The sex education curriculum in Texas still emphasizes abstinence. Castle calls it a “sexual risk avoidance model.”

“I think that the goal is to teach kids the healthiest modes of operating their lives as possible,” Castle said. “So it’s important that kids not just learn about waiting to engage in sexual activity, but it’s also teaching them about the risk as well.” 

In Texas, health education is required in middle school, but not high school.

“If they don’t get this information during middle school years, they may not get it at all if they don’t elect to take a health course in high school,” Delgado said. “And hence, the reason that we see college students still not having the information is because they may not have gotten it in the past in middle school or high school, and now they’re in college.”

Delgado said, based on self-reported data, at least 63% of teens are sexually active before their senior year of high school.

“That’s a lot of students to be sexually active and not have any knowledge of how pregnancy happens, how to protect themselves, how to access what they need, how to talk to their parents,” Delgado said.

In the future, Delgado wants to work with school districts to design sex education curriculums.

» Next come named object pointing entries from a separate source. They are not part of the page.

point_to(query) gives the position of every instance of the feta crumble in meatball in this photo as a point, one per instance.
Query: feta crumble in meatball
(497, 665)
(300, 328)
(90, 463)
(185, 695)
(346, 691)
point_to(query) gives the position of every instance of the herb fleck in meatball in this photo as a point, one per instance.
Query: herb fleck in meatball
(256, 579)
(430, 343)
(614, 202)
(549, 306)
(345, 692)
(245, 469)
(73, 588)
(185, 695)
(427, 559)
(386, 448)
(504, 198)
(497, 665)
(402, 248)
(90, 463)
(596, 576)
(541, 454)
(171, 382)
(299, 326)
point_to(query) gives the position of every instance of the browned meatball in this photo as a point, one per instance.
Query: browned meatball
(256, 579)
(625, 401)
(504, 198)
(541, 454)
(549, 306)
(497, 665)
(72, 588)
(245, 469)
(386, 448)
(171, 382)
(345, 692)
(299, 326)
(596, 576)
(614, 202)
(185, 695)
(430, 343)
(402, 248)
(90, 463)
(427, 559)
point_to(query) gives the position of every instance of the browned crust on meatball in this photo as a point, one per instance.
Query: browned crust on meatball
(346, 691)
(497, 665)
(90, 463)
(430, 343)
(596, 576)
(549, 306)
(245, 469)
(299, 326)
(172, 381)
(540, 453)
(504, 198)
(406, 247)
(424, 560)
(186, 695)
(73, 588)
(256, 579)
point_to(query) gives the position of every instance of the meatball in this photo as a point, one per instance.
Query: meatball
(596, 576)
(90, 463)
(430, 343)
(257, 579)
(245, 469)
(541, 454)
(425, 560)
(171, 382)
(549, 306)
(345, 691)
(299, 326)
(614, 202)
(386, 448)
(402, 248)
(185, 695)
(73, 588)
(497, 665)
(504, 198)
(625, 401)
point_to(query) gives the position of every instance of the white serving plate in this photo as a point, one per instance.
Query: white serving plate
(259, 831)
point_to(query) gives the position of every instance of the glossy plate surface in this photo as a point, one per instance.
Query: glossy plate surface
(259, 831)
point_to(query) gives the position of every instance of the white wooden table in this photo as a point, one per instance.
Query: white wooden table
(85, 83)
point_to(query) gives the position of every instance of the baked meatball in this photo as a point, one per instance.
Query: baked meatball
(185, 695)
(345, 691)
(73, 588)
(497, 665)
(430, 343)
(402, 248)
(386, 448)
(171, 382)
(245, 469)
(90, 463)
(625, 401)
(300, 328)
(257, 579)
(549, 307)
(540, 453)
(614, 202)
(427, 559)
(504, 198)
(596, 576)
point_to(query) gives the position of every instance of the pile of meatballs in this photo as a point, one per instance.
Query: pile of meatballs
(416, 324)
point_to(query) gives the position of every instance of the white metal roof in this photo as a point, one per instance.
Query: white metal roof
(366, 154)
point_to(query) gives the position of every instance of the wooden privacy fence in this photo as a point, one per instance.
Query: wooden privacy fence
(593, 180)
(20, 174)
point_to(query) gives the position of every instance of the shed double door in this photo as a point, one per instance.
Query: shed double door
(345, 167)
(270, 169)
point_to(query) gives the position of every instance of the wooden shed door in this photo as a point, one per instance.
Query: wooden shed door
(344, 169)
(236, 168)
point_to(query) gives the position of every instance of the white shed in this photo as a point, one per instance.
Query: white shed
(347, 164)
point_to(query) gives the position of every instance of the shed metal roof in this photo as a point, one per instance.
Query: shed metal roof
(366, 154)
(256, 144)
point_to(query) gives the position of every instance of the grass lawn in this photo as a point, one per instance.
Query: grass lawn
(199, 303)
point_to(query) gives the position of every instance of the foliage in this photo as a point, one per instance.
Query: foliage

She said, if a district is open to it, the lessons could include things like consent and information specific to the LGBTQ community.

Castle said schools should stick solely to the subject set out by the State Board of Education. She also supports giving parents more control of their child’s education. Gov. Greg Abbott has called this the Parental Bill of Rights.

“I’m very happy that our governor is interested in protecting parents’ rights,” Castle said. “I think parents have the ultimate right to be involved in their child’s education, and to have a say, and to have knowledge of what their children are learning in school. I think parents believe parents’ rights are pretty much understood on a general basis. So if we can enact any type of law to just strengthen what we already know, I think that’ll be imperative in the next legislative session.”